Photo by kool skatkat
If you’re a leader, then by definition you’ve got followers. You can learn a lot about your impact as a leader by taking a good look at your followers, and in particular, how they follow you.
There are three kinds of “follower behavior” to consider. Each starts with the letter “S” which makes it easy to remember.
Most people are SUPPORTIVE.
They follow you because they believe in you, in the mission, in the cause, in the organization. They follow because they share your commitment and trust in your leadership. Their behavior is based on wanting to do what needs to be done to move the ball forward.
But, when people believe that can’t be supportive, they will turn to one of two other kinds of behavior (not necessarily in order).
Some followers SABOTAGE.
When people realize they can’t – or won’t – follow their leader, they might turn to forms of sabotage, which are often subtle but rarely unmistakable, if you take the time to sort them out.
People might sabotage when they feel they have no other option. Perhaps they can’t quit, they feel powerless to change the course, or they are afraid of you. Engaging in sabotage is a way of releasing tension that seemingly can’t be released any other way.

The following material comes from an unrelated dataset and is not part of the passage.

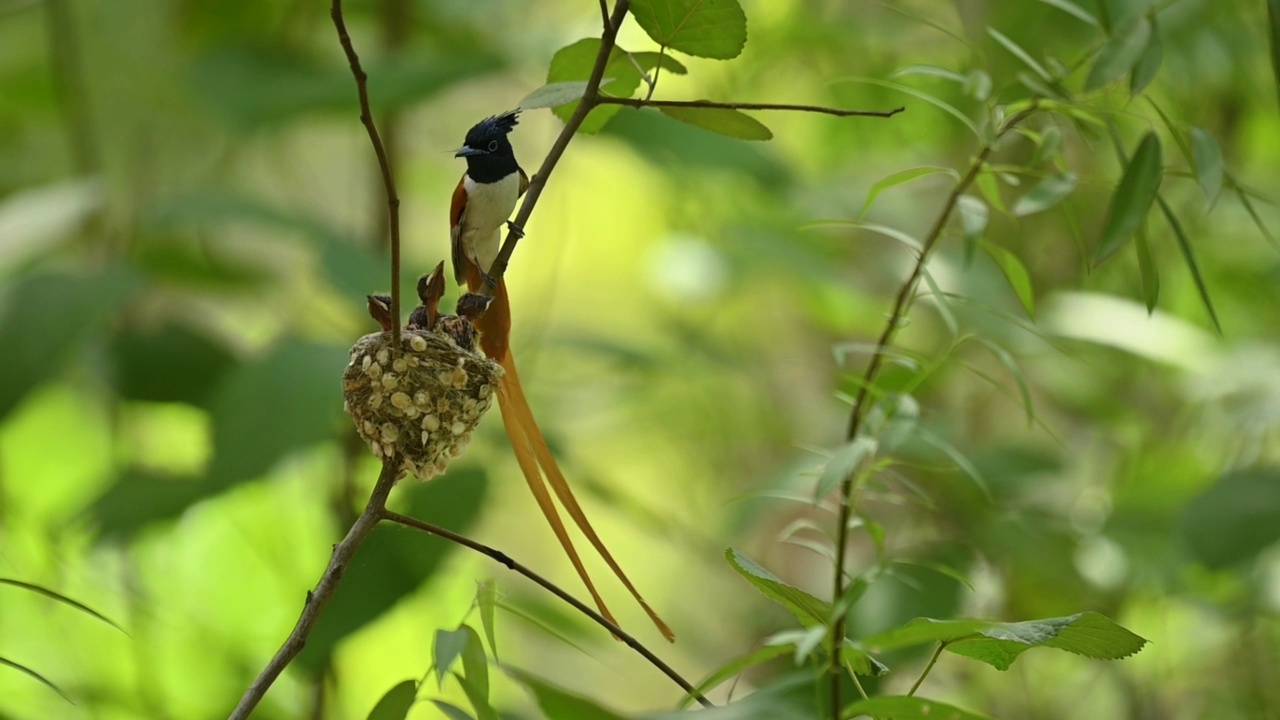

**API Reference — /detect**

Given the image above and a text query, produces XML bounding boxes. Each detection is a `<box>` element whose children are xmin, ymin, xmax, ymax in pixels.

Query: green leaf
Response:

Perhaps they feel you don’t really have their highest interest at heart. Perhaps they feel you’ve put them in an ethical dilemma. Perhaps they’ve lost faith in your leadership for one reason or another. Maybe they’re “right,” and maybe they’re not. Either way, they can no longer be supportive.

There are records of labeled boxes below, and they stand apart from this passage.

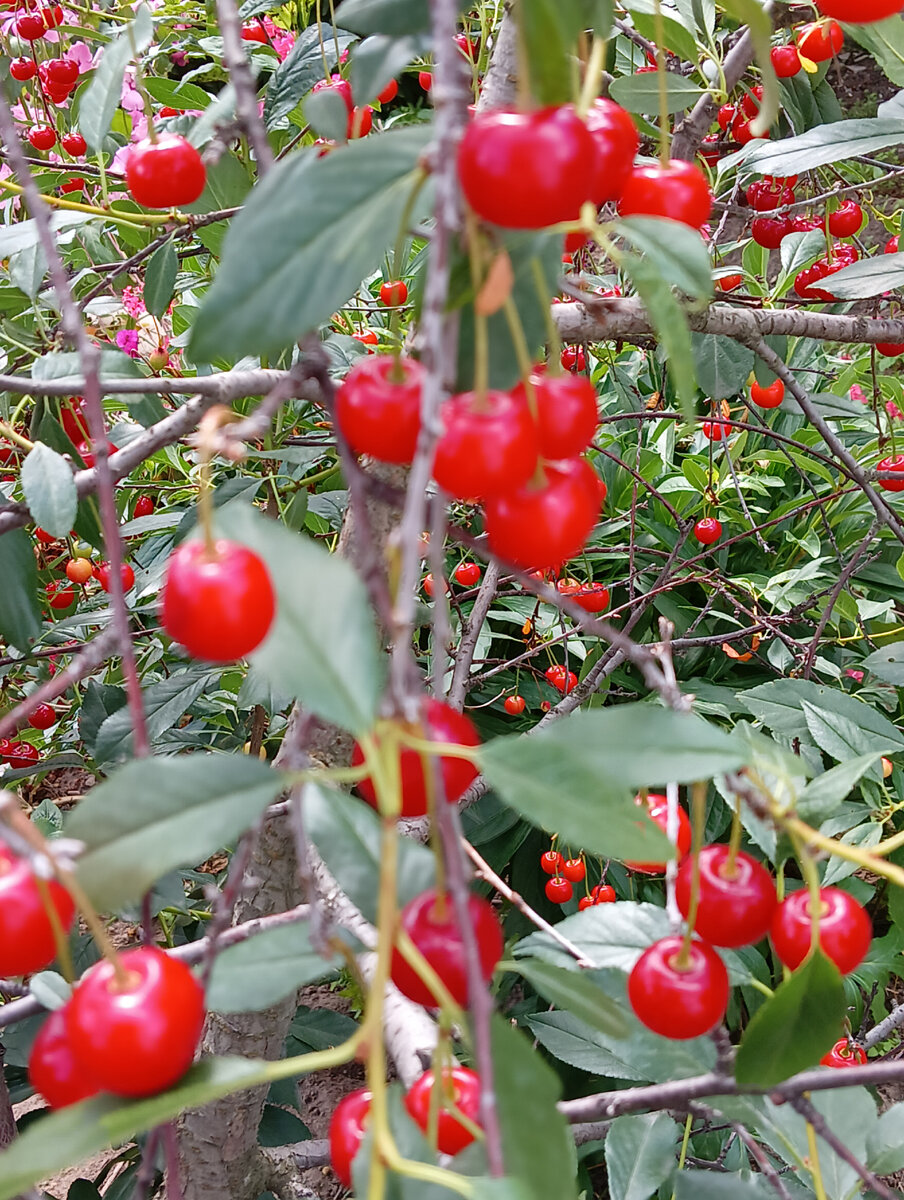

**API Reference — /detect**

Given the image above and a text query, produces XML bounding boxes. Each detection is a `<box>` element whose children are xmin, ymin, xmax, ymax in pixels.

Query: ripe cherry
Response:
<box><xmin>694</xmin><ymin>517</ymin><xmax>722</xmax><ymax>546</ymax></box>
<box><xmin>459</xmin><ymin>104</ymin><xmax>598</xmax><ymax>229</ymax></box>
<box><xmin>618</xmin><ymin>158</ymin><xmax>712</xmax><ymax>229</ymax></box>
<box><xmin>750</xmin><ymin>379</ymin><xmax>785</xmax><ymax>408</ymax></box>
<box><xmin>160</xmin><ymin>538</ymin><xmax>276</xmax><ymax>662</ymax></box>
<box><xmin>433</xmin><ymin>391</ymin><xmax>538</xmax><ymax>500</ymax></box>
<box><xmin>675</xmin><ymin>845</ymin><xmax>777</xmax><ymax>948</ymax></box>
<box><xmin>390</xmin><ymin>890</ymin><xmax>503</xmax><ymax>1008</ymax></box>
<box><xmin>29</xmin><ymin>1008</ymin><xmax>97</xmax><ymax>1109</ymax></box>
<box><xmin>628</xmin><ymin>936</ymin><xmax>729</xmax><ymax>1040</ymax></box>
<box><xmin>336</xmin><ymin>354</ymin><xmax>424</xmax><ymax>463</ymax></box>
<box><xmin>126</xmin><ymin>133</ymin><xmax>206</xmax><ymax>209</ymax></box>
<box><xmin>624</xmin><ymin>792</ymin><xmax>690</xmax><ymax>875</ymax></box>
<box><xmin>352</xmin><ymin>697</ymin><xmax>480</xmax><ymax>817</ymax></box>
<box><xmin>486</xmin><ymin>458</ymin><xmax>604</xmax><ymax>570</ymax></box>
<box><xmin>0</xmin><ymin>840</ymin><xmax>76</xmax><ymax>976</ymax></box>
<box><xmin>65</xmin><ymin>946</ymin><xmax>204</xmax><ymax>1096</ymax></box>
<box><xmin>329</xmin><ymin>1087</ymin><xmax>371</xmax><ymax>1188</ymax></box>
<box><xmin>771</xmin><ymin>888</ymin><xmax>873</xmax><ymax>974</ymax></box>
<box><xmin>405</xmin><ymin>1066</ymin><xmax>480</xmax><ymax>1154</ymax></box>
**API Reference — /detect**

Sabotage takes many forms, and it’s rarely the kind that makes headlines, such as violence or destruction of company property or vandalism. More often, it’s a form of “malicious compliance,” in which a person actually does exactly what they’re told to do – but nothing more, and certainly without bringing their own judgment to bear.
To make a not-too-unrealistic stretch as an example, it’s malicious compliance when a leader says to a follower, “I’m going to lunch. While I’m gone, will you watch the phones?”
The savvy saboteur will do just that: watch the phones. Not answer them, just watch them. He, or she, is doing exactly what was asked. Nothing more, nothing less.
There are other forms of sabotage. Pretending to agree to consensus on a decision, and then bad-mouthing it at the water cooler later is a form of sabotage. Spotting an opportunity to take advantage of an opportunity to further the mission, but letting it go by because one is angry or disappointed or disillusioned with one’s leader is sabotage. Leaving work as the clock strikes 5 p.m. regardless of what’s going on might be another form.
And some followers SPLIT.
They quit. They take another position somewhere else. They give up on this leader, or this organization, or this cause, and move on.
Even worse, some split but don’t leave. They retire but don’t go home. They quit on the job, devolving into the deadwood that seems to permeate some organizations. They collect their pay, but they have no more commitment to offer. They’ve been burned, and they stop giving.
Sabotage and splitting aren’t always the result of poor leadership.
It’s not always a natural response to your leadership that creates saboteurs and people who split. Sometimes other factors must be considered – home life, mid-life crises, and so on. But – it can be!
The thing that great leaders do from time to time is reflect on their own behavior to make sure that they are not non-consciously creating an environment where their followers feel disenfranchised and powerless, leaving little choice but to sabotage or split.
It’s worth asking yourself from time to time: is there something you’re doing that might be behind some confusing behavior on the part of your followers? Are you driving people to sabotage or making them split? Is there anything you could do differently that would inspire people to support once again?